Paylaş
Yine kadın, yine çocuk.
Yine yüze yuvarlanmış ölü sayısı.
Yine bezgin sabahlar, yine yılgın akşamlar.
*
Yine İsrail, yine pervasızlık.
Yine “endişe ediyoruz” demeçleri, yine iki satırlık kınamalar.
Yine etkisiz BM, yine destekçi ABD.
Yine hep dalavere, yine hep o kuruntu.
*
Yine feryat, yine Gazze.
Yine sürgünler, yine perişanlık.
Yine muazzam kanıksama, yine tiksindiren vurdumduymazlık.
Yine mız mız sıkıntı, yine hep vıdı vıdı.
*
Yine katilin sırtını sıvazlama, mazluma sırt dönme.
Yine pişkin demeçler, yine etkisiz kınamalar.
Yine ateşkes beklentisi.
Yine umut, yine düş, yine hep bekleroğlu.
*
NOT: Bu yazıyı Ahmet Kaya’nın bir Hasan Hüseyin Korkmazgil şiirinden bestelediği “ORTADOĞU” adlı şarkısını dinlerken okumanızı tavsiye ediyorum.
PROFESÖR TROL
Instagram’ın saat 21.30’da açılacağı belli olduktan sonra...
Özgür Demirtaş, sosyal medyadan saat 20.58’de şöyle bağırdı:
*
“Instagram’ı açın!
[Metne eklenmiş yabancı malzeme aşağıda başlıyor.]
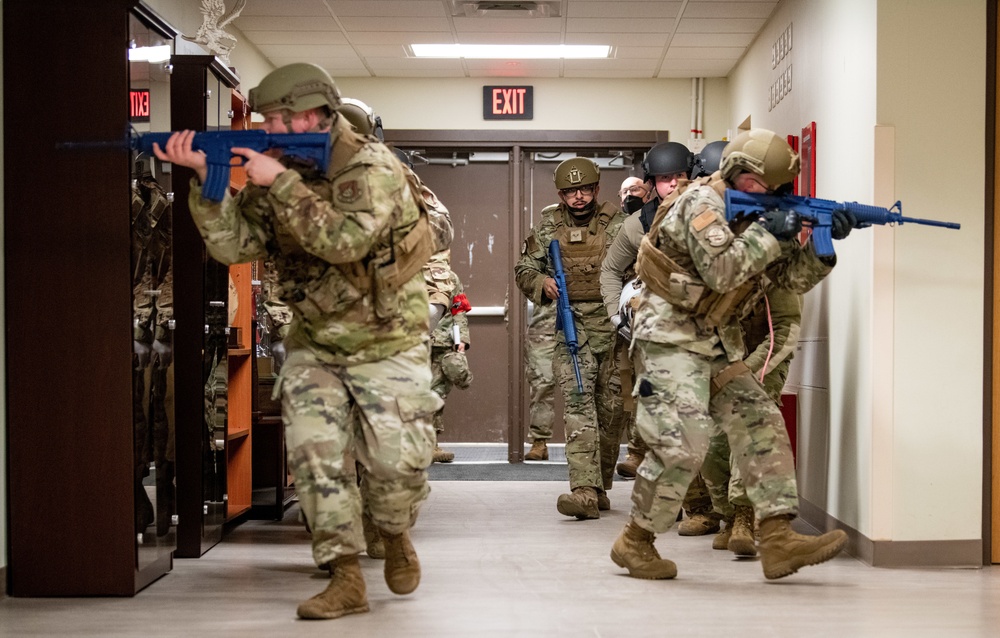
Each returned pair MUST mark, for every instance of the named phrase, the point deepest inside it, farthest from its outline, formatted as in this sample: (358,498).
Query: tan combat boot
(603,502)
(581,503)
(628,467)
(721,540)
(374,546)
(741,540)
(440,456)
(634,550)
(699,525)
(783,551)
(402,568)
(346,593)
(539,451)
Hemen! Şimdi!”
*
Madem basit bir trol olacaktın bunca tahsile ne gerek vardı?
BUNLAR BUNDAN ANLIYOR
Instagram’ın erişime kapatılmasına iyi gözle bakmadım.
*
Ancak yaşananların ardından şunu rahatlıkla söyleyebilirim:
*
Türkiye’nin taleplerini başka türlü asla karşılamazdı Instagram. Tatlılıkla falan söylendiğinde zerre kadar ırgalanmıyor adamlar. Yani bunların anladıkları dil bu.
SİLİYORMUŞ
Instagram açılmış ama Haniye paylaşımlarını siliyormuş.
*
Sildiğine bir kanıt görmedim ama silmediğine bir kanıt gördüm:
*
İletişim Başkanı Fahrettin Altun, hakkını vererek muazzam bir Haniye paylaşımı yapmış.
Instagram’ın başköşesinde olduğu gibi duruyor.
*
Ne dezenformasyon çağıymış arkadaş!
Gözümüzle gördüğümüz konularda bile yalan söylüyorlar.
BENİ SONSUZA KADAR SEVER MİSİN
İsraİl’de millet kafa buluyormuş.
Sosyal medyada şöyle geyikler çeviriyorlarmış:
*
“Beni sonsuza kadar sever misin?” sorusuna...
“Ne sonsuzu? Seni İran karşılık verinceye kadar severim” diye cevaplar veriyorlarmış.
*
İntikam arzularınızı bu denli yüksek sesle dile getirip bir fiske bile vuramadığınızda işte böyle madara olursunuz.
Bu zillet, İran’a hiç yakışmıyor.
İSRAİLLİ KÜSTAH BAKAN ŞAMAR OĞLANINA DÖNDÜ
Önce Ekrem İmamoğlu’na sırnaştı küstah bakan.
Cumhurbaşkanı Erdoğan’a hakaretinin Ekrem İmamoğlu’ndan destek bulacağını sandı.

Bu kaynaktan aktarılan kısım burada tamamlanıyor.